De drang naar perfectie is menig artiest eigen. Zeker bij een debuutalbum heeft een band in beginsel geen tijdsdruk, waardoor elk detail zal worden overdacht. Niettemin vloeit zo ook warmte en gevoel weg, wat de muziek pretentieus en cerebraal doet aanvoelen. Perfectiedrang vormt daarmee een struikelblok. Dit bemerk je onder meer op deze debuutplaat van Time Shift Accident.
Op zichzelf is het bandgeluid van deze Duitsers aangenaam. Zo bemerk ik – opmerkelijk genoeg – ietwat Spaans luidende klanken die Santana in het geheugen brengen. Deze muziek doet echter vooral denken aan jazz-fusionbands als Weather Report en Return To Forever. Aan de progkant van het spectrum komt een naam als Burnt Belief naar boven, hoewel de toetsen dan weer in de verte lijken op die van Happy The Man. Er zouden volgens de heren metalinvloeden zijn verwerkt, maar op een aantal ruiger afgestelde gitaren na vind ik dat wel meevallen. Dit type klanken mag gemeengoed worden genoemd, althans van progmuziek die na de millenniumwisseling wordt gemaakt. Het resultaat is een stijl die op de betere momenten een onderkoelde, veelzijdige speelsheid kent die de luisteraar van de ene smaakvolle instrumentale passage naar de andere leidt. Het versnijden van prog met jazzfusion kent echter een valkuil. Het ronde geluid van jazz kan de rafelrandjes uit (prog)rock halen en de gestructureerde rockcomposities dempen vervolgens weer de jazzimprovisatiedrift. Zo halen beide genres het saaiste in elkaar naar boven.
Op een aantal plaatsen weet deze band deze valkuil wel goed te ontlopen. Zo begint het openingsnummer energiek en lenteachtig fris vanwege een aanstekelijke gitaarriff die een daadkrachtige snelheid kent. Halverwege zet het nummer een bobbelend melodietje in dat aantoont dat deze muzikanten met interessante muzikale wendingen kunnen komen. Damascus Dance heeft vervolgens een mooie romantische sfeer. Door de meeslepende, wervelende klanken krijgen de arrangementen iets filmisch, waarbij de ruige gitaren en Midden-Oostenklanken het arrangement laten klinken als een heuse woestijnvlucht. Dit is verreweg het hoogtepunt van het album! Tot slot heeft The Hand Of God een tof synthesizerintro waaruit langzaam een gitaarmelodie opdoemt. Hoewel het droge gitaarwerk dat hierop volgt wellicht wat saai is, vormt de gitaar- en keyboardinteractie, die na zeven en een halve minuut wordt ingezet, een mooie afsluiter van de plaat.
Helaas zijn er enkele composities die ferm in de saaiheidskuil zijn gevallen.
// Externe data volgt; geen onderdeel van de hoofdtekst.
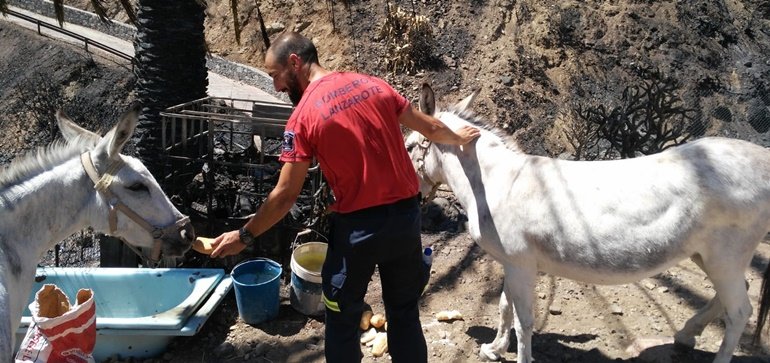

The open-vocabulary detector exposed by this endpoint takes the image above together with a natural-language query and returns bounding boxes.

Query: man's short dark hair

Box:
[270,32,318,65]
De ronde klanken op Wish zijn mierzoet. De sentimentele gitaartonen en walmende orgelpartijen worden bovendien ingezet op een compositie die pijnlijk voorspelbaar is. Ignalina Forest is verder een mooi voorbeeld van muziek die te ver is doorgecomponeerd, waardoor elk gevoel van gevaar of zelfs maar verrassing vakkundig om zeep is geholpen. De melodieën klinken clichématig. Het zemelige keyboardpartijtje dat de tweede helft van deze compositie kenmerkt, heeft zijn houdbaarheidsdatum ver overschreden, aangezien het een blikkerigheid bevat die ik met de Stock Aitken Waterman-producties van de jaren ‘80 associeer. Het zijn dit soort ongeïnspireerde momenten die afleiden van wat voor het overige een verdienstelijk debuut is.
“Chronosthesia” steekt namelijk over het algemeen goed in elkaar, maar de arrangementen zijn desondanks vaak te gelikt. Bepaalde composities zijn zelfs voorspelbaar. Door enkele overtuigende nummers kan ik dit album desalniettemin, met enige voorzichtigheid, aanraden aan liefhebbers van prog met jazzfusion-invloeden.